CALGARY, Alberta — Western Canada was Michael Raffl’s sound of music last season.
When Dave Hakstol reshuffled his lines heading into last season’s game at Calgary, the Austrian took on a Frankenstein-like awakening, scoring the game-winning goal in each of those three victories when the Flyers swept the Calgary, Edmonton and Vancouver road trip for the first time in 21 years.
Raffl also contributed a point in five straight games during that stretch, the longest such streak of his career.
“We’ll have to wait and see, but I’m very excited,” Raffl said Tuesday of playing with Jakub Voracek and Sean Couturier. “It’s definitely not the same. I’ve felt as good as ever since I came back. It’s a great opportunity for me to step up and do something.”
Now five games back in his return from a lower leg injury, Raffl has been one of the Flyers' better forwards and the 30-year-old could be on the verge of putting together a stretch of solid performances that could increase his value.
Which leaves you asking: what exactly is Raffl’s future in Philly and should the Flyers look to strike if he gets red hot again?
It was generally assumed under the Ron Hextall regime that Raffl would test the free-agent market this offseason after signing a three-year extension in February 2016. With Chuck Fletcher now calling the shots, the situation is a little more difficult to read. Raffl had an injury-plagued season in 2016-17 and was inconsistent through 2017-18.
Right now, re-signing Raffl is probably not too high on Fletcher’s pecking order with the Wayne Simmonds dilemma coupled with extensions for Ivan Provorov and Travis Konecny.

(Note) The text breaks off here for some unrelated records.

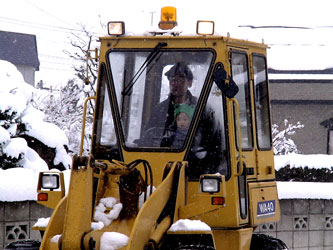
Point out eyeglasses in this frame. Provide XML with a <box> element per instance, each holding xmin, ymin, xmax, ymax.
<box><xmin>168</xmin><ymin>76</ymin><xmax>186</xmax><ymax>83</ymax></box>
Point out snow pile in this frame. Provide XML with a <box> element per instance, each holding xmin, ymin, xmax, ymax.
<box><xmin>0</xmin><ymin>60</ymin><xmax>71</xmax><ymax>170</ymax></box>
<box><xmin>274</xmin><ymin>154</ymin><xmax>333</xmax><ymax>170</ymax></box>
<box><xmin>94</xmin><ymin>197</ymin><xmax>123</xmax><ymax>226</ymax></box>
<box><xmin>169</xmin><ymin>219</ymin><xmax>211</xmax><ymax>232</ymax></box>
<box><xmin>34</xmin><ymin>217</ymin><xmax>50</xmax><ymax>227</ymax></box>
<box><xmin>100</xmin><ymin>232</ymin><xmax>129</xmax><ymax>250</ymax></box>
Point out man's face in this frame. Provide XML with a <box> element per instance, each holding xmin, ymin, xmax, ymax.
<box><xmin>176</xmin><ymin>112</ymin><xmax>191</xmax><ymax>130</ymax></box>
<box><xmin>169</xmin><ymin>75</ymin><xmax>192</xmax><ymax>97</ymax></box>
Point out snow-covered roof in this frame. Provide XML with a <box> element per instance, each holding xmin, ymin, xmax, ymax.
<box><xmin>0</xmin><ymin>30</ymin><xmax>40</xmax><ymax>70</ymax></box>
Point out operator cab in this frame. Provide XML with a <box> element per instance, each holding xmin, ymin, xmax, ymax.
<box><xmin>92</xmin><ymin>42</ymin><xmax>227</xmax><ymax>179</ymax></box>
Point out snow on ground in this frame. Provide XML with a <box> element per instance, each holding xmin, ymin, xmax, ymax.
<box><xmin>274</xmin><ymin>154</ymin><xmax>333</xmax><ymax>170</ymax></box>
<box><xmin>169</xmin><ymin>219</ymin><xmax>211</xmax><ymax>232</ymax></box>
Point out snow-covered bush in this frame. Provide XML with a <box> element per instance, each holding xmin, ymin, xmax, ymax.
<box><xmin>0</xmin><ymin>60</ymin><xmax>71</xmax><ymax>170</ymax></box>
<box><xmin>272</xmin><ymin>119</ymin><xmax>304</xmax><ymax>155</ymax></box>
<box><xmin>34</xmin><ymin>79</ymin><xmax>93</xmax><ymax>154</ymax></box>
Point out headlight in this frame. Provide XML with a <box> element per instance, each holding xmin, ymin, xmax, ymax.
<box><xmin>108</xmin><ymin>21</ymin><xmax>125</xmax><ymax>36</ymax></box>
<box><xmin>200</xmin><ymin>176</ymin><xmax>221</xmax><ymax>193</ymax></box>
<box><xmin>42</xmin><ymin>174</ymin><xmax>59</xmax><ymax>190</ymax></box>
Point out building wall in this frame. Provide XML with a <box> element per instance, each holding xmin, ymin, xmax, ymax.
<box><xmin>15</xmin><ymin>65</ymin><xmax>35</xmax><ymax>86</ymax></box>
<box><xmin>257</xmin><ymin>199</ymin><xmax>333</xmax><ymax>250</ymax></box>
<box><xmin>0</xmin><ymin>201</ymin><xmax>52</xmax><ymax>249</ymax></box>
<box><xmin>271</xmin><ymin>102</ymin><xmax>333</xmax><ymax>154</ymax></box>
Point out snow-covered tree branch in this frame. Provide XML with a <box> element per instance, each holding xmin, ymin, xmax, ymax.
<box><xmin>272</xmin><ymin>119</ymin><xmax>304</xmax><ymax>155</ymax></box>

“I was struggling my first contract year and I basically wasted a year just thinking about wrong stuff,” Raffl said. “I’m not going to let it bother me again, so I’m chill.”

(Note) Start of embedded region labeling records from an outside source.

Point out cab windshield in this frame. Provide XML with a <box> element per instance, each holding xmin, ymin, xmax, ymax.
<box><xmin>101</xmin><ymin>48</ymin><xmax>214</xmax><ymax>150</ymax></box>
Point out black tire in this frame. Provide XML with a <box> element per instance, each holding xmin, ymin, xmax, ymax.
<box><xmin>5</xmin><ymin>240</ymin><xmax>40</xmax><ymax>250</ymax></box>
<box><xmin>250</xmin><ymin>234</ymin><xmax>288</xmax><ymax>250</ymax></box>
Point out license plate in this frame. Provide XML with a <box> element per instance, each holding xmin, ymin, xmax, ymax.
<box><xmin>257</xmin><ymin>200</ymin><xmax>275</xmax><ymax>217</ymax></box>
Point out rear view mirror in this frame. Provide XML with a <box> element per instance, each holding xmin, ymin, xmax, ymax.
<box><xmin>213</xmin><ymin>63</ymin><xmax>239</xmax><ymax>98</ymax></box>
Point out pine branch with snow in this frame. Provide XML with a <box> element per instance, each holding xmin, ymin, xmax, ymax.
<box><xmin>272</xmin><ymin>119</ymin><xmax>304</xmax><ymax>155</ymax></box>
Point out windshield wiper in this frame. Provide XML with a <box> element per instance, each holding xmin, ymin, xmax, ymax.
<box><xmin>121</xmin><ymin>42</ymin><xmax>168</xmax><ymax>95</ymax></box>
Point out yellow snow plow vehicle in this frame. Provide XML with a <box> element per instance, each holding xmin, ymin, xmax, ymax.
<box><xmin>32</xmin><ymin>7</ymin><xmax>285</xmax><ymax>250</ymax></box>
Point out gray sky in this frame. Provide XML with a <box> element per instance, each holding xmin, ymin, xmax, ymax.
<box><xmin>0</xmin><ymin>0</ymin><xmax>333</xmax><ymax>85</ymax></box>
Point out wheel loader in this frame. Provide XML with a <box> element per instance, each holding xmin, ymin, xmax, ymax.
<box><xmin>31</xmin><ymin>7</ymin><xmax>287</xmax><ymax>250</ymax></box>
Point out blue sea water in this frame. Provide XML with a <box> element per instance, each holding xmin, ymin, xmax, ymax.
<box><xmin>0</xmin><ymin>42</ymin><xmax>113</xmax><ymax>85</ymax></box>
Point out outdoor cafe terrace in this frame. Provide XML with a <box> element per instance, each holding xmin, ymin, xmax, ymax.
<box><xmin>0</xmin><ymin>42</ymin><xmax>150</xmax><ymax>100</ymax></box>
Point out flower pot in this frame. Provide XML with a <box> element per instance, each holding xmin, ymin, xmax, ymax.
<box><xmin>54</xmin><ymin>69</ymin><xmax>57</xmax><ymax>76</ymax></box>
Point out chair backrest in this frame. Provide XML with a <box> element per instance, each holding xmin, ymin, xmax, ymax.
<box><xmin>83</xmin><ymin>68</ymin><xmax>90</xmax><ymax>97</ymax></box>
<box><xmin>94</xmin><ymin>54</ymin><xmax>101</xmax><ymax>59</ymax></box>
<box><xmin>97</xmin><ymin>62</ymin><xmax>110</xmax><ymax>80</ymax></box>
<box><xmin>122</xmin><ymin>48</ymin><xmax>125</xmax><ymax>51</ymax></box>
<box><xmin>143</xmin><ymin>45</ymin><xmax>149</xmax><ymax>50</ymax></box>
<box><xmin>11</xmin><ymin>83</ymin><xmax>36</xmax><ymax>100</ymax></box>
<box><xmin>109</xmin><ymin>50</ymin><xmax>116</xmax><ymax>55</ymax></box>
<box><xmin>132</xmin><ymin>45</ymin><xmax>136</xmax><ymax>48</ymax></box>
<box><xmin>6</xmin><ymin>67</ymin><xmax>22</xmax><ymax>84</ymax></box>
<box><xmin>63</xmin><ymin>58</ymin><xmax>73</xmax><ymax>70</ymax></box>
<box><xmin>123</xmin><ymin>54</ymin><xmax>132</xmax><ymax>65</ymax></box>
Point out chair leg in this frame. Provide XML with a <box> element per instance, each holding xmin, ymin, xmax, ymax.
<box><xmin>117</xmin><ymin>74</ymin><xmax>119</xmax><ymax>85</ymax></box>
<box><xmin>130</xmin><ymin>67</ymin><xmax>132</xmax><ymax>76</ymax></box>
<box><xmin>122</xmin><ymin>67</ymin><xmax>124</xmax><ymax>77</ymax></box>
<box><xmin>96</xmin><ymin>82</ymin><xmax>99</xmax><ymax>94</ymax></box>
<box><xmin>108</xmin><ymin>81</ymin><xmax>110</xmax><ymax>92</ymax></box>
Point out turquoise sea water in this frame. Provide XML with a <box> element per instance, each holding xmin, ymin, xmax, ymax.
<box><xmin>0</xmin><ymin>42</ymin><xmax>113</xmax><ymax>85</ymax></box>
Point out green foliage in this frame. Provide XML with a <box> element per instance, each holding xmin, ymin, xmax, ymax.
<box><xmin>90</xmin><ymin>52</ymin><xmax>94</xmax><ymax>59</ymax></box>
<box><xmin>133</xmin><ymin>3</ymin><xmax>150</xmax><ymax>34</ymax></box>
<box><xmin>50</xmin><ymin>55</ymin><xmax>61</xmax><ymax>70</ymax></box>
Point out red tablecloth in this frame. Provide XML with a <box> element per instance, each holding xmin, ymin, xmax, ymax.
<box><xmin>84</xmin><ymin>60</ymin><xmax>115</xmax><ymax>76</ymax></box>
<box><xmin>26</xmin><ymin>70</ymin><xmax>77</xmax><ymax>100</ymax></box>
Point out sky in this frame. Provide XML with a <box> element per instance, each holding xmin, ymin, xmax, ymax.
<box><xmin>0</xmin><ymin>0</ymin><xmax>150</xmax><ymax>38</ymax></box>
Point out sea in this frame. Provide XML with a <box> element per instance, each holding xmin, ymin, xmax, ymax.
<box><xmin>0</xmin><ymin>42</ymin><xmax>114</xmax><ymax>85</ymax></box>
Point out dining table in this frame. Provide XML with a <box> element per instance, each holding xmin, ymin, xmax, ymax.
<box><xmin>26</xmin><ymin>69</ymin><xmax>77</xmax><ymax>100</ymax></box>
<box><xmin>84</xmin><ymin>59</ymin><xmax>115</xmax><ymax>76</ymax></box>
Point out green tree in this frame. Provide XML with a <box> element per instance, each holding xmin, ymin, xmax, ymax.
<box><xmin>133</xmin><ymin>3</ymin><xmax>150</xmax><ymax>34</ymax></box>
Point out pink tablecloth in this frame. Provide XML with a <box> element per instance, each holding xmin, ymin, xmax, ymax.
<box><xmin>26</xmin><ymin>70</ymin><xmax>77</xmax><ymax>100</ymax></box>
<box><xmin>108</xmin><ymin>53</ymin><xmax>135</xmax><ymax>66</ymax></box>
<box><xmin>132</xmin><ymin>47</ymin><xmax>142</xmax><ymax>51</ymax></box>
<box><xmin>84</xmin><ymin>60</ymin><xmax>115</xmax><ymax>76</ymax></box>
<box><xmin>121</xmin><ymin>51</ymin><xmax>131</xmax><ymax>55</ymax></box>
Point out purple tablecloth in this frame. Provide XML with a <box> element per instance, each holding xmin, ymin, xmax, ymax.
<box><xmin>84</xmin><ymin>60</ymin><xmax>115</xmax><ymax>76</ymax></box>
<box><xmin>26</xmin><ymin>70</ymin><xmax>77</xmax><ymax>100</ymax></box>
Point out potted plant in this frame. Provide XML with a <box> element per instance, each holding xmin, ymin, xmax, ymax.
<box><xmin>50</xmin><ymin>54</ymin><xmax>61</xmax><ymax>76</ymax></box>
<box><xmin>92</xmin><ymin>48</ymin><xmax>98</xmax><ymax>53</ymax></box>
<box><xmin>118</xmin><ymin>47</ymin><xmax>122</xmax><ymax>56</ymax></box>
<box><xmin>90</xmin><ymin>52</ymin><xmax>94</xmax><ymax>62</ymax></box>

Cool and calmness aside, the next two months could ultimately determine the next chapter in Raffl’s career.
For a player that doesn’t get a sniff on the power play, his numbers could be in the 30- to- 35-point range for someone with his size, skill and ability to control the puck. He plays significantly better when paired with Voracek and more skilled forwards, while he also has a tendency to take his foot off the pedal when he’s relegated to a third or fourth line.
Raffl becomes a valuable asset for a general manager looking for versatility in their bottom six. He’s a strong forward who plays big, kills penalties and plays both wing positions. He can also even be a net-front presence on a second power-play unit.
“I believe he relishes those opportunities,” Hakstol said. “One of the reasons he’s been successful is, he doesn’t change his game. He stays within what gives him success. He plays straight line, power hockey. Possession hockey.”
Raffl also has an expiring contract at a very manageable $2.35 million cap hit, which makes his situation even more appealing.
There’s value with Raffl that could pique a team’s interest.
The Flyers just need Raffl to be playing at his peak.